This week’s round-up: Getting closer acquainted with OER December 17, 2009
Posted by vickimcgarvey in : Comms , trackbackWe had our monthly Development and Implementation wider meeting this morning, where we looked at Open Educational Resources. One of the areas we want to investigate with the project is giving an opportunity for making content open. As part of the project we are looking at how we can enable staff within the University to share content using a creative commons license. This has meant a review of existing learning and teaching policies, to see what changes would be required to implement this.
For our meeting today attendees were presented with an overview of JISC OER programme, I found the slides presented at last year’s JISC conference extremely helpful. I also gave an introduction to OER commons web site which is a repository aggregator and JORUM. Here are the resources I used:
- Overview of Open Educational Resources: JISC OER Programme http://www.jisc.ac.uk/media/documents/events/2009/03/openeducationalresources-fintrypm.pdf http://www.jisc.ac.uk/oer;
- OER Commons Web Site http://www.oercommons.org/;
- JORUM http://www.jorum.ac.uk/;
In preparation for this I asked attendees to look at the OER Commons web site and also asked them to complete a poll so I could get some insight into their knowledge of open educational resources and how they found out about them – if you would like to see the Survey go to:
http://surveys.polldaddy.com/s/738640D664446DFB/
From the responses I have received so far:
Repositories that individuals had heard of:
- Most had heard of JORUM; MIT Open Courseware; OER Commons, not many had heard of Oxford University Mathematics Open Course Ware and Gresham College London’s open courseware.
With regards downloading or linking to materials
- Not many had downloaded material or linked to material – but regarding this activity the Higher Education Subject Centre and Intute were the most popular sites for doing this (interesting that Higher Education Subject Centres, came lower down the list of the most heard of repositories)
Contribution ot repositories
- Only one response here for the HEA subject centres
Recommended sites
- There was quite a low percentage for all sites with regards whether individuals would recommend them – it would be interesting to find out why
Regarding the question how individuals found out about new resources most cited source was colleagues with RSS coming last, as a result there was a call to have a future meeting on RSS feeds.

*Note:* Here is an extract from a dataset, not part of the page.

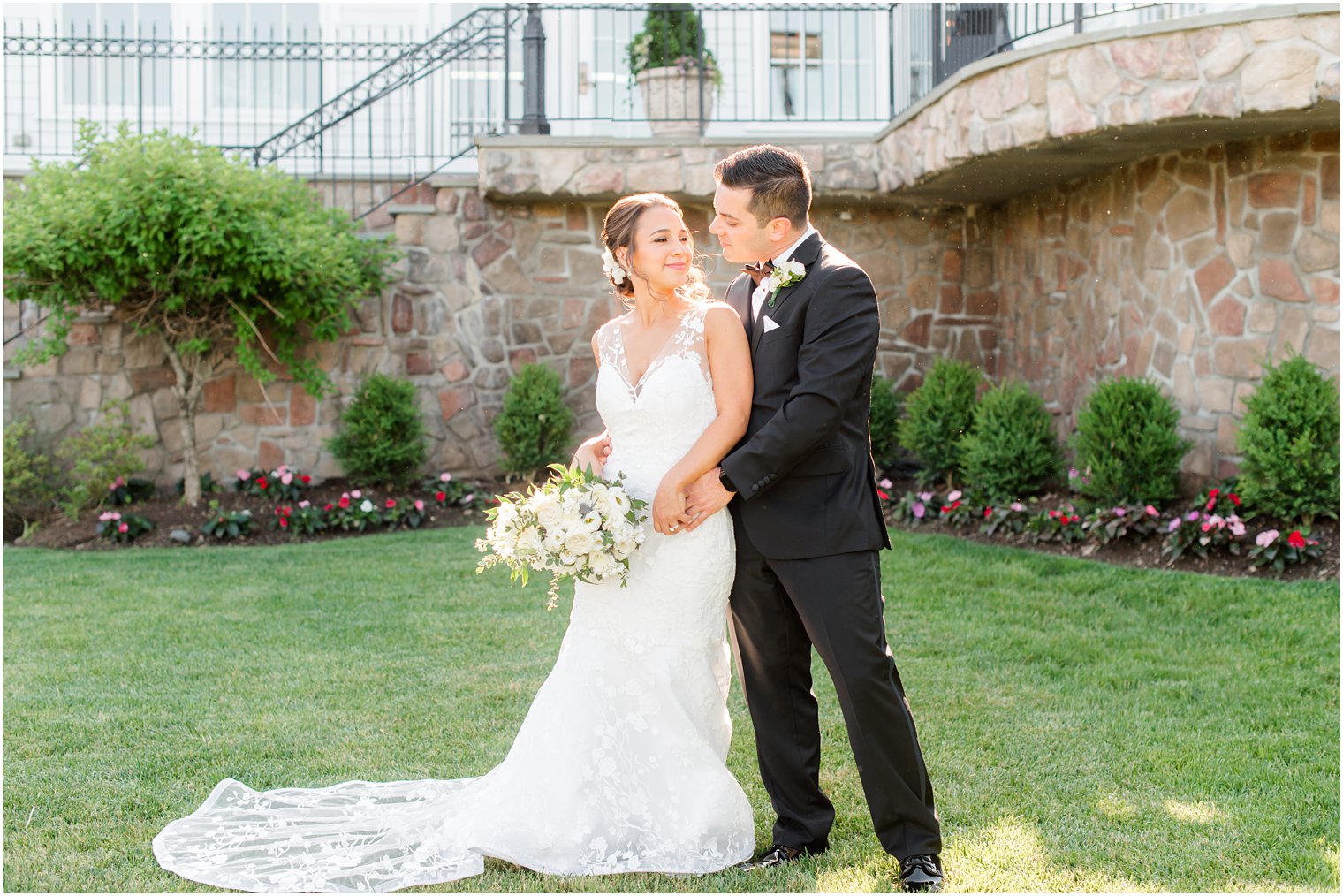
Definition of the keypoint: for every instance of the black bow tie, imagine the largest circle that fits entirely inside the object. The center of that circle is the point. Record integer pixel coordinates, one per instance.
(759, 270)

Other sources were serendipity, searching the Internet, JISC workshops and the Times Higher.
With respect to the final question asking colleagues to recommend a web site that provides free to use content, the following answers were given:
- google books
- amazon
- project Gutenburg
- Intute
- BUBL
- Google Scholar
- Flickr
- Learn Higher
- INTUTE
- OU or MIT
- ICT Tutors
- HEA subject centres
- Open Learn
Even though this was quite a short survey – the responses will definitely help to inform our activities in the New Year. One attendee has already requested that I run a session for their service on OER. And I am going to put links and details of OER resources together with an overview in our online course “Learning Object Repositories and Sharing Content”, which all members of the Development and Implementation Group have been enrolled on.
Comments»
Hi Vicki,
This is really useful! I will be looking at all of the web sites over the coming weeks and hoping to link to some of them on my NOW Learning Space.
I think the session planned for the new year on RSS feeds will be really useful.
Thank you for this – I am finding it all very enlightening!